It was March Madness in November Tuesday night, for college hoops junkies like myself.
Four of the top five teams faced each other; this never happens this early in the season.
And while I’m a little down that my Duke boys lost to Kansas, it was still a night of two great games, a bunch of fabulous freshmen, and what felt like the start of a fantastic season.
Some quick-hit thoughts in the wee hours of the morning (cue the Frank Sinatra, please)
–Kansas-Duke was a terrific basketball game, marred only by the 432 fouls called in the final 10 minutes. The referees have been instructed to call the games tighter and eliminate the wrestling matches that go on in the paint, and I’m all for that. It’s just going to take the players some getting used to,
— Jabari Parker. Oh. My. Goodness. I’ve been watching Duke for 26 years, and I can’t remember a player exactly like him. He’s sorta like Grant Hill but bigger (though that sweet alley-oop dunk was exactly like Grant’s in the ’91 title game (above). The kid is going to be really really special.
— Kansas’ stud freshman Andrew Wiggins is very good, but their other less-known freshmen like Wayne Selden and the Mason kid are also terrific. Jayhawks are loaded.
— Michigan State hung on to beat Kentucky, proving that experience beats talented youth early in the year. But man, Julius Randle of Kentucky is a beast. Nobody in college basketball will be able to stop him. He’s got an NBA-ready body as a freshman. (Terrific column on the game here by Yahoo!’s Dan Wetzel.)
— Duke played terrible on defense, missed a ton of free throws, and had two of its best players (Quinn Cook and Rodney Hood) basically go invisible the last 15 minutes of the game. And were still in it with 2 minutes left. So I’m not worried.
— I think three of these four teams will be in the Final Four. Michigan State is loaded, Kentucky’s kids are for real, and I think either Duke or Kansas will get there. What a great season this is going to be.
**Next up today, heard this story on the radio this week and was kinda stunned. A high school cross-country runner in Kentucky named Codie Thacker gave up her chance to qualify for the state meet last week because she was assigned the race number 666, and she said to wear it would have gone against her Christian beliefs.
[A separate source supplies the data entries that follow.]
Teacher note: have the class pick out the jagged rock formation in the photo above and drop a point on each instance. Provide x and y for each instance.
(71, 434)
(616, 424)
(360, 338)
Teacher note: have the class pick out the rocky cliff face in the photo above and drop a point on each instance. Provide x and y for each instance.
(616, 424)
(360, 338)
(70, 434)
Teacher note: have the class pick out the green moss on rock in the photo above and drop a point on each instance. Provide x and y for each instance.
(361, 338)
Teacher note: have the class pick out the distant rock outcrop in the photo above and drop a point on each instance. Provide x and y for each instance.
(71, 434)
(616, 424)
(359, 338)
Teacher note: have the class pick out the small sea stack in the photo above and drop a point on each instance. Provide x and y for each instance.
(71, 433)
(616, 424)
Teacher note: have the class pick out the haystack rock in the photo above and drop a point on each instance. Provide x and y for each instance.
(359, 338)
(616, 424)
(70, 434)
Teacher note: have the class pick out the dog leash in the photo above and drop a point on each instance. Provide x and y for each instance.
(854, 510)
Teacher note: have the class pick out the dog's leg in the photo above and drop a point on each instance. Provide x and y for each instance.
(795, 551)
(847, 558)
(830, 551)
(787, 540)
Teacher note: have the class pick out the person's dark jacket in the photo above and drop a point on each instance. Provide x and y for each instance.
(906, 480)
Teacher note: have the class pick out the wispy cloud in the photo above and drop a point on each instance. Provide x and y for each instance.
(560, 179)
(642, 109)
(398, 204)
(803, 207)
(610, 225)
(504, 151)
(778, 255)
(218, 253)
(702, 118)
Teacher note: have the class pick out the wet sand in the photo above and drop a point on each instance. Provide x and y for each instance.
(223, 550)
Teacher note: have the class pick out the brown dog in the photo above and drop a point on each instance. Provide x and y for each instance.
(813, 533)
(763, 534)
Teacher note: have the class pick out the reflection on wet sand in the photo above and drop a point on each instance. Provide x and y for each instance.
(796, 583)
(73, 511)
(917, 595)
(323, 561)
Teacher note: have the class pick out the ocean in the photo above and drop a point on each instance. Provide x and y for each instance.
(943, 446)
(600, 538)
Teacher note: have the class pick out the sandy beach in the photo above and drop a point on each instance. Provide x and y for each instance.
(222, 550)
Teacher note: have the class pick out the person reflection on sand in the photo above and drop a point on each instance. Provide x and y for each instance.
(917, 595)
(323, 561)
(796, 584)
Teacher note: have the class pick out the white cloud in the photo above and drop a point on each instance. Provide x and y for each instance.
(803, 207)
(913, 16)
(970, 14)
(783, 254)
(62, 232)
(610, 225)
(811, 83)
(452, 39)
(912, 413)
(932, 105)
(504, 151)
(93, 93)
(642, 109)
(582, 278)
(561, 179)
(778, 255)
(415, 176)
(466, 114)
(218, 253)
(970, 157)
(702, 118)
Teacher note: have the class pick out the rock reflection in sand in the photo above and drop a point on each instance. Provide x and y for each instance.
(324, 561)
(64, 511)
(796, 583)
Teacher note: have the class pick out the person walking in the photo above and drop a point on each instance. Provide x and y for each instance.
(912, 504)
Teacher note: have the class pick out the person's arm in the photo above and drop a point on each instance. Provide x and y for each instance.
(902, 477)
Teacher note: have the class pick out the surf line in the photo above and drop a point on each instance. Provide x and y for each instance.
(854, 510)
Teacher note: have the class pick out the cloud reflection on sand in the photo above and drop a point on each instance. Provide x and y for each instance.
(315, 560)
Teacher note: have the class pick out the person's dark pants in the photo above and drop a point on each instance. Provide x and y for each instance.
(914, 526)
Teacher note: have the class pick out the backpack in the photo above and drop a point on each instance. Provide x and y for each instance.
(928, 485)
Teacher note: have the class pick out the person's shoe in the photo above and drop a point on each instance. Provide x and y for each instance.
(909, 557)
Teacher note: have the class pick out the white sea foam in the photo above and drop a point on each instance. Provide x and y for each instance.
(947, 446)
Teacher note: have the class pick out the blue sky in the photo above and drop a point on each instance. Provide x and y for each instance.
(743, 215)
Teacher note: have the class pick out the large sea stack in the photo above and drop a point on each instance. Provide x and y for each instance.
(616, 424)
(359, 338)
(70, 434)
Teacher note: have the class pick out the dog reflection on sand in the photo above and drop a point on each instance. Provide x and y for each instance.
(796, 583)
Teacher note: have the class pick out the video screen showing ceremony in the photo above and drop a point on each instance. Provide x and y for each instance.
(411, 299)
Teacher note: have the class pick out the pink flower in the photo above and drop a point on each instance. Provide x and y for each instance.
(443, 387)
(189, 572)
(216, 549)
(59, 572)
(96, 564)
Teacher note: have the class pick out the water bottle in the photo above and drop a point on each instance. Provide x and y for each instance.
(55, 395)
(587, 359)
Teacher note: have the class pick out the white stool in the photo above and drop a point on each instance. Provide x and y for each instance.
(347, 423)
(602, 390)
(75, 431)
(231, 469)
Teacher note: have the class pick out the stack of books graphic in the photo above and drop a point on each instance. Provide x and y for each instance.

Thacker said she tried to get a different number three times, but officials wouldn’t let her.
“I didn’t want to risk my relationship with God and try to take that number,” Thacker said, adding that she’s been training since June for this race. “I was so nervous, I thought about it all week.”
On the one hand, I can see why she was a little upset. Triple-sixes is not a great number.
But to blow your chance to make the state meet just because a random number was given to you that you didn’t like? Does Thacker really think God is looking down and judging her behavior in a high school running meet?
The things people do in the name of religion… never fails to amaze me.
**Finally today, I thought this was a real interesting study in the New York Times. A writer named Seth Stephens-Davidowitz took a look at NBA players and where they came from, specifically, what zip code, and tried to see if there were any patterns between coming from an underprivileged, low-income area and athletic success.
I think a lot of people, like me, assume that a study like this would show that the worse the background, the hungrier the player, thereby making it more likely the star athlete would make the NBA.
But in actuality, the study found that growing up in a wealthier zip code increases the likelihood an African-American or while male will make the NBA, and that African-American NBA players were far more likely to be born to married parents, among other findings.
Very interesting stuff; it seems like you always hear about the NBA star making it to the pros without any parental guidance, but maybe those are just the exceptional cases.